So, for distances in space we use a different measurement: the time taken for a light beam to travel. When travelling through space, light moves at a set speed of nearly 300,000 kilometres per second. Nothing in the known universe travels faster than the speed of light.
If you somehow managed to cheat the laws of physics and travel as fast as a ray of light, it would still take 160 000 years to reach the object in this photograph! And this cloud is inside one of the Milky Way’s closest neighbours, a nearby galaxy called the Large Magellanic Cloud. This new image explores colourful clouds of gas and dust called NGC 2035 (seen on the right), sometimes nicknamed the Dragon’s Head Nebula.
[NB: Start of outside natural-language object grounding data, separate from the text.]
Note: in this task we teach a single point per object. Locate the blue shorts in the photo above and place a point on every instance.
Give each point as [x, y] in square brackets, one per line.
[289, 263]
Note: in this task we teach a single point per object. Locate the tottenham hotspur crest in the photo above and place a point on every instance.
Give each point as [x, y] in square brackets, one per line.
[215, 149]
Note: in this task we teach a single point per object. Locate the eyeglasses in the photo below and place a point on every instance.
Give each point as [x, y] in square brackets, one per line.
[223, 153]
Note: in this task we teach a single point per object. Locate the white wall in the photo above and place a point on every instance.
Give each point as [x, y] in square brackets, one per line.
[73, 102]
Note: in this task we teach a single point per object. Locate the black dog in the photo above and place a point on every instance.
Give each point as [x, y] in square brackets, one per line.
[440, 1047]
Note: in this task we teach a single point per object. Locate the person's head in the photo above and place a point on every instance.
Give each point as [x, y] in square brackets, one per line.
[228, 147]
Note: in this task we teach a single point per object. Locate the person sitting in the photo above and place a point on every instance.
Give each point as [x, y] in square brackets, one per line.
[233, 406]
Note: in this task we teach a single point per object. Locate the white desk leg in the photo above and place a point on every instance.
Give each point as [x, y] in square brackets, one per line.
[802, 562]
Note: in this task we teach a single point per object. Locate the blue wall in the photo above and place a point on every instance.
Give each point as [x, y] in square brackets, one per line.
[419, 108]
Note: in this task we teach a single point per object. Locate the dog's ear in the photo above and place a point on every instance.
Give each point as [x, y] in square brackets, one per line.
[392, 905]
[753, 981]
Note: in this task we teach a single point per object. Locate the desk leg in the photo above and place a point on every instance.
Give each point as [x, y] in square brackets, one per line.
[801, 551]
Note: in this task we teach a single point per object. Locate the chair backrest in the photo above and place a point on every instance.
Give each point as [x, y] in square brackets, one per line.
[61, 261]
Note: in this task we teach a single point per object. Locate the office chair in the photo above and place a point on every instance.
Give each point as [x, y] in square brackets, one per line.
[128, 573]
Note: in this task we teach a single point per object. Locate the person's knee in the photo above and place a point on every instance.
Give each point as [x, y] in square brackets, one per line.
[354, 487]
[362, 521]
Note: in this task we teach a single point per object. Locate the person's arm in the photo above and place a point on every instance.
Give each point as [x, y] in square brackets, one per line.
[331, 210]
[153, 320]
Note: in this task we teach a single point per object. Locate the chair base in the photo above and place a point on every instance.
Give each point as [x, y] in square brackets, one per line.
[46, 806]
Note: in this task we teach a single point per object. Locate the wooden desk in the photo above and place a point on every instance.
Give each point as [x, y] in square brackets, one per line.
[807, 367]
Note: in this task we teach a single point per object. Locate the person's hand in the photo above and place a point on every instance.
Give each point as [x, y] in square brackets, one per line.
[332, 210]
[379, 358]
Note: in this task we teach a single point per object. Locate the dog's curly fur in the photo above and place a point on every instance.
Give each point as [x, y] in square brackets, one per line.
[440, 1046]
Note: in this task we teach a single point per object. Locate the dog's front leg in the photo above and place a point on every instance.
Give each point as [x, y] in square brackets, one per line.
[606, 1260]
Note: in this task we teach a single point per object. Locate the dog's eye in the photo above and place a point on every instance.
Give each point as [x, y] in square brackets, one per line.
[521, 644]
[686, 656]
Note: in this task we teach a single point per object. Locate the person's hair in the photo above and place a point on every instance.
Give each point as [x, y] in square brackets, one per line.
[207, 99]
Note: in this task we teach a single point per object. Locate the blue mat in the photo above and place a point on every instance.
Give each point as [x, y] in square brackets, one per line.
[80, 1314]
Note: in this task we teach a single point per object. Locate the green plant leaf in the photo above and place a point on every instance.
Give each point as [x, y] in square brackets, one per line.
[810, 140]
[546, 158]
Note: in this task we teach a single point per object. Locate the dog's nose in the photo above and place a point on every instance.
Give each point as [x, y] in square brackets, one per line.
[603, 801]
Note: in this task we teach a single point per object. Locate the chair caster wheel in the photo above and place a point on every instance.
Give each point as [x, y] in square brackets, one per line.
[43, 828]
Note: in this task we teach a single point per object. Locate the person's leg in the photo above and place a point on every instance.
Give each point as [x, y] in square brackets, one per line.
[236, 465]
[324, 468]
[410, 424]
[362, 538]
The colourful clouds of gas and dust are filled with hot new-born stars which make these clouds glow. They're also regions where stars have ended their lives in terrific blazes of glory as supernova explosions.
Looking at this image, it may be difficult to grasp the sheer size of these clouds — we call the distance light can travel in a year a “light-year” and each one is several hundred light-years across! The Large Magellanic Cloud is enormous, but when compared to our own galaxy it seems very humble indeed, stretching just 14 000 light-years, which is about ten times smaller than the Milky Way!
Cool fact: If you look up into a starry night sky, the most distant object you can see with your naked eye is the Andromeda Galaxy, which is over two and a half million light-years away! Think how big it must be, to be so far away and still be bright enough for you to see it without a telescope!